Témoins du bouillonnement des idées qui précéda la tourmente révolutionnaire, les hommes de caractère furent désireux de se manifester. Né en 1760, Michel Regnaud ne se montra pas le moins déterminé d'entre eux. Il voulut trouver sa place dans les rouages politiques, imprimer sa marque et même, parfois, forcer le destin.
Doté d'un optimisme prenant sa source dans sa foi en l'homme, pourvu d'une rare énergie et d'un don oratoire indiscutable, il sut, dès la réunion des Etats généraux, faire valoir, en sa qualité de député de Saint-Jean-d'Angély, les idées de ses commettants et ses convictions personnelles.

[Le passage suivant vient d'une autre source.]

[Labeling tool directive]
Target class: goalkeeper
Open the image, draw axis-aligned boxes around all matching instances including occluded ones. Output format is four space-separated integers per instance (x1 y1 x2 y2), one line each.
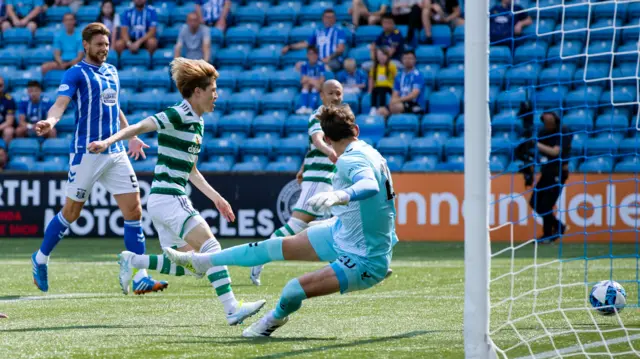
164 105 397 337
529 112 571 243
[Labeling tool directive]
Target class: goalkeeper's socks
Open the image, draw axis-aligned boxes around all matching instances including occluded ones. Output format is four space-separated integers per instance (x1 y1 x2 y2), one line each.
36 212 69 264
200 238 238 314
124 220 145 254
273 278 307 320
198 238 284 268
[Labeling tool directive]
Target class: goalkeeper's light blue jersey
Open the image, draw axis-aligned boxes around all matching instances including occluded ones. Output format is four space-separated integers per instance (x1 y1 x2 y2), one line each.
332 141 397 257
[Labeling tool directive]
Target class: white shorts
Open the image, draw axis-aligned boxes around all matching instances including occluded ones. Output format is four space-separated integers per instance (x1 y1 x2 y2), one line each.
292 182 333 217
147 193 206 248
67 151 140 202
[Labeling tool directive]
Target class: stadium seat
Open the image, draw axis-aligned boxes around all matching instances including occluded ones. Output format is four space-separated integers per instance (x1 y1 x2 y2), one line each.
120 49 151 67
429 91 460 116
377 137 409 157
9 138 40 158
416 45 444 66
356 115 385 144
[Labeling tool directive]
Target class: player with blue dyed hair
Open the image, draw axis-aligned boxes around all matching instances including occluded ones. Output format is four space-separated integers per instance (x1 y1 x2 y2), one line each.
164 105 398 337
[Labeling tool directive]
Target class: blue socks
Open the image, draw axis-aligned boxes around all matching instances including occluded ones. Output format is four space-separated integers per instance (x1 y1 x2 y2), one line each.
273 278 307 319
209 238 284 267
40 212 69 256
124 220 146 254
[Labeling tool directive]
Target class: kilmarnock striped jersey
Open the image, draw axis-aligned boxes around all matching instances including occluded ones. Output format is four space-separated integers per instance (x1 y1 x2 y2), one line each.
58 61 124 153
151 100 204 196
302 106 336 184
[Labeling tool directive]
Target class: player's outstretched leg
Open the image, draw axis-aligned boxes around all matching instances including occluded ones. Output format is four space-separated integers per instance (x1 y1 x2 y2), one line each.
249 217 315 286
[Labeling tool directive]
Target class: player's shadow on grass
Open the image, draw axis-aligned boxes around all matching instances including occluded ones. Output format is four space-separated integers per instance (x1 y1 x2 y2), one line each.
251 330 432 359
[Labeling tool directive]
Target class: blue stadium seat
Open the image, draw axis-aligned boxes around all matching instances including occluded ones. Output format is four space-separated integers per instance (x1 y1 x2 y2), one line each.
218 114 253 137
2 27 33 46
416 45 444 66
247 44 282 67
284 115 309 138
402 157 437 172
258 22 291 45
260 89 295 112
387 114 420 136
422 113 454 137
447 45 464 65
429 91 460 116
615 156 640 173
356 25 382 45
266 2 300 24
225 24 258 46
233 2 268 25
120 49 151 67
356 115 385 144
298 1 333 22
273 138 309 158
252 115 284 138
505 64 540 88
9 138 40 158
377 137 409 157
271 70 300 88
579 157 613 173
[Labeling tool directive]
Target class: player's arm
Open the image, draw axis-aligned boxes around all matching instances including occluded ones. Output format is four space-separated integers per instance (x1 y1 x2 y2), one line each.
189 159 236 222
311 131 338 163
88 117 158 153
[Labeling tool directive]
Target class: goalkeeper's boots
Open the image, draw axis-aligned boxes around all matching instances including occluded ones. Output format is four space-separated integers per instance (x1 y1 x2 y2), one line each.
227 299 267 325
133 276 169 295
31 252 49 292
242 311 289 338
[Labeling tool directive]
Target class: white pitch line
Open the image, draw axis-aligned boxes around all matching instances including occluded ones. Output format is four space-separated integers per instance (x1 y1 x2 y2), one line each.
516 334 640 359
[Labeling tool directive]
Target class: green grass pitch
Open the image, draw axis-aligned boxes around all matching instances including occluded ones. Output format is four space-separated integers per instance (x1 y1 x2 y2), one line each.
0 239 640 358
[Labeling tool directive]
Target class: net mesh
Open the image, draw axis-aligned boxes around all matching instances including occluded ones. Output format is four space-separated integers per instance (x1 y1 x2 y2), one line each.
484 0 640 358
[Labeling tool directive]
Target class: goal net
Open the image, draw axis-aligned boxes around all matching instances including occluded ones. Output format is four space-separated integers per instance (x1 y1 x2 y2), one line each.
465 0 640 358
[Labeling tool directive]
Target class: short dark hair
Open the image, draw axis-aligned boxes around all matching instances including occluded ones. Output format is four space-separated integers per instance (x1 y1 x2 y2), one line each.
316 104 356 141
27 80 42 90
380 13 395 22
402 50 416 57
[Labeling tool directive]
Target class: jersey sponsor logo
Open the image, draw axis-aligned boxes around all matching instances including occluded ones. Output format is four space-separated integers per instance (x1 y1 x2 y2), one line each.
100 88 118 107
276 180 301 223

Mais c'est surtout après avoir rencontré Bonaparte, général en chef de l'armée d'Italie, en 1796, qu'il put donner toute sa mesure. D'abord intendant général des hôpitaux de cette armée pleine de bravoure, puis nommé par le Directoire gouverneur civil de l'île de Malte brillamment conquise, il ne ménagea jamais sa peine. Par la suite, alors que les Directeurs se discréditaient de plus en plus aux yeux des Français et des cours étrangères, Regnaud n'hésita pas à faciliter l'accession au pouvoir de Bonaparte. Il avait jugé que l'homme était exceptionnel et seul capable de mettre fin aux troubles graves qui affaiblissaient la nation de jour en jour. Quelques semaines après Brumaire, le Premier Consul, dès qu'il eut créé le Conseil d'État, désigna Regnaud pour être l'un de ses membres. En 1802, il lui confia la présidence de la section de l'Intérieur de ce même Conseil. Cette présidence, Regnaud devait la conserver jusqu'à la chute de l'Empire, travaillant sans cesse et avec acharnement, soit en traduisant en lois, décrets, règlements, avis, les volontés du Premier Consul puis de l'Empereur, soit en expliquant devant les Assemblées, en qualité d'orateur du gouvernement, l'élaboration de tel ou tel projet, la nécessité de telle ou telle décision. Dans le même temps, il exerça auprès de Napoléon le rôle privilégié et plus discret de conseiller privé. Toujours fidèle à Napoléon, après la seconde abdication comme après la première, Michel Regnaud gagna les Etats-Unis où des rêves en faveur de l'évasion de l'illustre prisonnier pouvaient encore être conçus. Deux ans plus tard, gravement malade, il débarqua en Europe. Après une lamentable errance, à travers divers pays étrangers, enfin autorisé à revenir en France pour y recevoir les soins que nécessitait son état, il arriva à Paris le 19 mars 1819, à huit heures du soir, et mourut dans la nuit.